BRUSSELS, Belgium (Reuters) — A major trade deal between Canada and the European Union has developed into the key battle front for European anti-globalization groups.
Supporters of the Comprehensive and Economic Trade Agreement (CETA) say it would increase trade between the EU and Canada on a range of products, by nearly a quarter, boosting the EU economy by 12 billion euros.
But anti-globalization groups emboldened by France’s call to suspend EU trade talks with the United States, have turned their attention to the deal already reached with Canada, which has not yet been approved.
There is a growing public backlash in western Europe against free trade and globalization, which critics blame for factory closures, depressed wages and a widening gap between rich and poor.

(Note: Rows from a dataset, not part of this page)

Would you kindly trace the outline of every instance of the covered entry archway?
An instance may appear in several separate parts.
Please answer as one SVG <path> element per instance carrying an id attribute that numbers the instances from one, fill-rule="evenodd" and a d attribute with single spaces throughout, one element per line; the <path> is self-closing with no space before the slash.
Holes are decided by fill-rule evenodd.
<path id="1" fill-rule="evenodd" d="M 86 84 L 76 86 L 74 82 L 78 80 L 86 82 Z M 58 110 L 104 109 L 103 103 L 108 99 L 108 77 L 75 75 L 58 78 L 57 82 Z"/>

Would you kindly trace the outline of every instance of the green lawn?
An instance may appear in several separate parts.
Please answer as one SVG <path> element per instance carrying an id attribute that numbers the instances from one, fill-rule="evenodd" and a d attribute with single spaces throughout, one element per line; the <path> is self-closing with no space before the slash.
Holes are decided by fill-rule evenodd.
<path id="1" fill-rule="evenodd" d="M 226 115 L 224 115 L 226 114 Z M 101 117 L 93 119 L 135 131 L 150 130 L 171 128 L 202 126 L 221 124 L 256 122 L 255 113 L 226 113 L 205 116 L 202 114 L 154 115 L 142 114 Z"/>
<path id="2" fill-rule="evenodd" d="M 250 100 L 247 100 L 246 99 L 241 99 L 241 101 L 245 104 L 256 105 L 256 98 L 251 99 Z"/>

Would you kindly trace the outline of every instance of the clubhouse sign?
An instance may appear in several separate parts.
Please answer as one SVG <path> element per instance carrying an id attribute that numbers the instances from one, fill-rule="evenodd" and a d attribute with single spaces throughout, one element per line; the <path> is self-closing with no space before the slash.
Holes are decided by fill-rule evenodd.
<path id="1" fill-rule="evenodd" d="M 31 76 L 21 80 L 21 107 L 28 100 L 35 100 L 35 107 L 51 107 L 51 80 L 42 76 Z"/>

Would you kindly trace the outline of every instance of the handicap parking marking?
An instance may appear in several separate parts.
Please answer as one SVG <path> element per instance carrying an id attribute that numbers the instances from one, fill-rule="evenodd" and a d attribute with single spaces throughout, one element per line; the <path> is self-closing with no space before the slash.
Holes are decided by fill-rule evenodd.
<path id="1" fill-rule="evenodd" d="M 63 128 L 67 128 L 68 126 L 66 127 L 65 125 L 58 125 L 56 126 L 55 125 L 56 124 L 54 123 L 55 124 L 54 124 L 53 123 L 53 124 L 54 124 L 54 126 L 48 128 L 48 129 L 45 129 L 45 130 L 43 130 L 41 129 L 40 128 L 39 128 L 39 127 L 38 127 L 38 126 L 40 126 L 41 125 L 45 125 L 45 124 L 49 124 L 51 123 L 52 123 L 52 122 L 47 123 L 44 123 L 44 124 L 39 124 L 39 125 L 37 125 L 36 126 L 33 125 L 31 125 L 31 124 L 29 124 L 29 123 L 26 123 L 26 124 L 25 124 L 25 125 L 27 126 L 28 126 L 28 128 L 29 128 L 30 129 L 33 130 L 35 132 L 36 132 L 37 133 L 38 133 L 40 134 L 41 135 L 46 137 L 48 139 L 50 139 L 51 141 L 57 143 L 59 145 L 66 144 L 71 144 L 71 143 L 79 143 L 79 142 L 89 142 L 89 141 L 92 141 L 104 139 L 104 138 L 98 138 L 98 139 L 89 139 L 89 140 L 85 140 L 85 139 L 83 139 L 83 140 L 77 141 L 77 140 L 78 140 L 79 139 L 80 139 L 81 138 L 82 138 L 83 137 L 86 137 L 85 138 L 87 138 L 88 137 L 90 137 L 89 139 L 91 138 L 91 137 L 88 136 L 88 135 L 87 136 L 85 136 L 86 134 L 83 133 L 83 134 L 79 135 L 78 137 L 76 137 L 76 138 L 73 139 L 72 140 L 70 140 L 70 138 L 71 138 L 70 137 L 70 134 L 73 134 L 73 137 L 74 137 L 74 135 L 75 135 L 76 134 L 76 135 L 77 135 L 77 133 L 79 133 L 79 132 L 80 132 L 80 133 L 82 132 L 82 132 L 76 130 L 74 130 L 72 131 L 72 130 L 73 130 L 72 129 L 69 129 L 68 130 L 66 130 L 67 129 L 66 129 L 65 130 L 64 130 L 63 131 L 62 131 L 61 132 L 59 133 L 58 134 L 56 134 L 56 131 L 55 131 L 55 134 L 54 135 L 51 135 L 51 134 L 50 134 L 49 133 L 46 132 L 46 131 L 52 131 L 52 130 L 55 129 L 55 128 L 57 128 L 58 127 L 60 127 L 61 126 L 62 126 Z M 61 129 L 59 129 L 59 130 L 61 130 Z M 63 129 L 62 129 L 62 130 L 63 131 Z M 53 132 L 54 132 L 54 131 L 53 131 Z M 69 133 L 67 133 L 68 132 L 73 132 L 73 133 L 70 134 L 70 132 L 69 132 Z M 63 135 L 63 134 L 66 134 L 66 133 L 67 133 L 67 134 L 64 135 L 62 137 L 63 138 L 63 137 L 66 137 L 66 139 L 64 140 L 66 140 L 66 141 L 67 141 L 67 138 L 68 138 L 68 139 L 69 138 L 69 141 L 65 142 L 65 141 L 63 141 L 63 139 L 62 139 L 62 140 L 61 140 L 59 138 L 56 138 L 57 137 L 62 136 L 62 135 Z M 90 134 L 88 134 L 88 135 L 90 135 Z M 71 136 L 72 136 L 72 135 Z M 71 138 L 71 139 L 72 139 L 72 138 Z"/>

“CETA is the little brother of TTIP (EU-U.S. Transatlantic Trade and Investment Partnership) and needs to be buried alongside it,” said Fabio De Masi, a German member of the European Parliament (MEP) for the leftist Die Linke party.
Canada is not impressed.
“If the EU cannot do a deal with Canada, I think it is legitimate to say who the heck can it do a deal with?” Canadian Trade Minister Chrystia Freeland said in June.
Other supporters say CETA is the most modern trade deal ever drawn up and that the Canadian government accepted EU de-mands for a new way of settling investor claims.
“There are no deals that are comparable in their quality with CETA,” said Artis Pabriks, a member of the European Parliament. “I would say it is a gold standard.”
The deal would eliminate tariffs on almost 99 percent of goods. As well, EU companies would be able to tender for public contracts at Canadian provincial and municipal levels.
The deal is expected to get the green light from EU member states next month.
However, there are risks it will not. Austrian Chancellor Christian Kern said last week he would start a “conflict” over CETA, while toning down his opposition a day later.
Observers say Kern and others are responding to public mistrust of the planned TTIP in particular what critics call a “race to the bottom” in environmental and food standards.
As well, France and Germany hold elections next year and politicians are curbing their enthusiasm for trade deals.